Feb 02 2008
Business School Politics
Recently, something happened in business school that made my head spinning…
As the Chinese New Year draws near, students in B School planned to organize a China-themed Friday party. One student from Taiwan was quite insistent about displaying ROC’s flag. That motion caused quite a disturbance among students from Mainland. As part of that gang, I witnessed outbursts of pretty strong feelings.
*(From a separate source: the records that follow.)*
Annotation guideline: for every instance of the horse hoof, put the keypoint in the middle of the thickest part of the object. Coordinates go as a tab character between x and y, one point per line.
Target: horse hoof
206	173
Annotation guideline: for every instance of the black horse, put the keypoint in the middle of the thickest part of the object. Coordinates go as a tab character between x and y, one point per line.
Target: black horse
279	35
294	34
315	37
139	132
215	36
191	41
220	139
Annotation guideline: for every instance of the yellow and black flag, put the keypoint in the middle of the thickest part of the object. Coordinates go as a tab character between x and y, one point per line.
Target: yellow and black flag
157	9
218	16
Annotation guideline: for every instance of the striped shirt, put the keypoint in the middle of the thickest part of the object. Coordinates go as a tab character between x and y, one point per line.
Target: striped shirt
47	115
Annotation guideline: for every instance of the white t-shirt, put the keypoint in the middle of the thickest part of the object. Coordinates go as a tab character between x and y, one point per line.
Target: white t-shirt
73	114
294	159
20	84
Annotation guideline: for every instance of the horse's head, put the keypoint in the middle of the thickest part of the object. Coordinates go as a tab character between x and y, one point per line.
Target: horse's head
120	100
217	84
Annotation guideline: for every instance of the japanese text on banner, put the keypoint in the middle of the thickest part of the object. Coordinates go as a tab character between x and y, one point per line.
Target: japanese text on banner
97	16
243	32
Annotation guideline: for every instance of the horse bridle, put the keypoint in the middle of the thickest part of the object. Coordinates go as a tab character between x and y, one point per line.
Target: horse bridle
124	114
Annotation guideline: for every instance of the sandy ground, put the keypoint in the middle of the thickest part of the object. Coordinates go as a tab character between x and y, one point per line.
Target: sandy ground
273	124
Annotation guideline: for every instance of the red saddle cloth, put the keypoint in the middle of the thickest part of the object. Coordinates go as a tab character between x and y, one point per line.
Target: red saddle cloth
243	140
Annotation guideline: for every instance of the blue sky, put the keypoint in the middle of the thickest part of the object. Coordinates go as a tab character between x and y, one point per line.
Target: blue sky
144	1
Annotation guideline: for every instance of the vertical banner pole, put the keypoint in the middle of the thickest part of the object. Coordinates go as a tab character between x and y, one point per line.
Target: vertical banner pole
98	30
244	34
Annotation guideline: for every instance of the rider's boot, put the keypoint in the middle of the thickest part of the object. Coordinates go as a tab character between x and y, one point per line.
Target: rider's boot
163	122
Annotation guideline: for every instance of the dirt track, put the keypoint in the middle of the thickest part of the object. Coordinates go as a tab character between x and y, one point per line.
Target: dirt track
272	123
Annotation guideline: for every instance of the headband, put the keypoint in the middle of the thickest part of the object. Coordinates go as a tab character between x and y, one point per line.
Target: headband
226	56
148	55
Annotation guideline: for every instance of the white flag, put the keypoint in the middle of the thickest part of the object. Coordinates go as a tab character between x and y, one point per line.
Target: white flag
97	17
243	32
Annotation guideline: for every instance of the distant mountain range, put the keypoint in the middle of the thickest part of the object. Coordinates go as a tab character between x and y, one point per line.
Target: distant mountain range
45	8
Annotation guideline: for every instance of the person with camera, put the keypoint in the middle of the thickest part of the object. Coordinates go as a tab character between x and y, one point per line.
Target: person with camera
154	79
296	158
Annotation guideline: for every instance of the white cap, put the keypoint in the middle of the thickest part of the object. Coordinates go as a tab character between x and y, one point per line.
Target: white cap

I thought about preaching my brand of tolerance but thought the better of it. What made me wonder (not the in-disbelief kind, but the courious one) is, even people from Mainland having been living closely with those from Taiwan, this experience did not really change their attitude much, if at all. I mean we studied, worked, lunched, teamed, and partied together. If anything, I believe most of us feel the two sides are closer–however involuntary–than each with the non-Chinese crowd. Yet that is still not enough to cause some of them to rethink how ridiculous it is to go back to a relationship that we didn’t initiate nor appreciate. In other words, the hatred and distrust between the two side was started by our grandparents. They may have geniune reasons to do so, but we can never truly appreciate this geniuneness since we never lived through that period.
(A related point is that how Chinese government handles Taiwan’s status is rather short-sighted. I always wanted to write an essay that is titled “Defeating a State, Losing a Nation”)
It is just another example of impossibility of “truth”. If one is blind to her own experience but rather fall for something others planted in her mind and internalize it, what does that experience matter? Ironically, someone organized a panel and having a group of students who spent three month in China, in an exchange program tailored for foreigners, to discuss the future of the country. I thought she put way too much weight on that three-month.
Of course, there are always exceptions. Like John Walker Lindh, whose short stint with another culture suddenly made him a complete convert. But that is why there are mental institutions. For most of us, we are likely to carry our little world around us–wherever we go.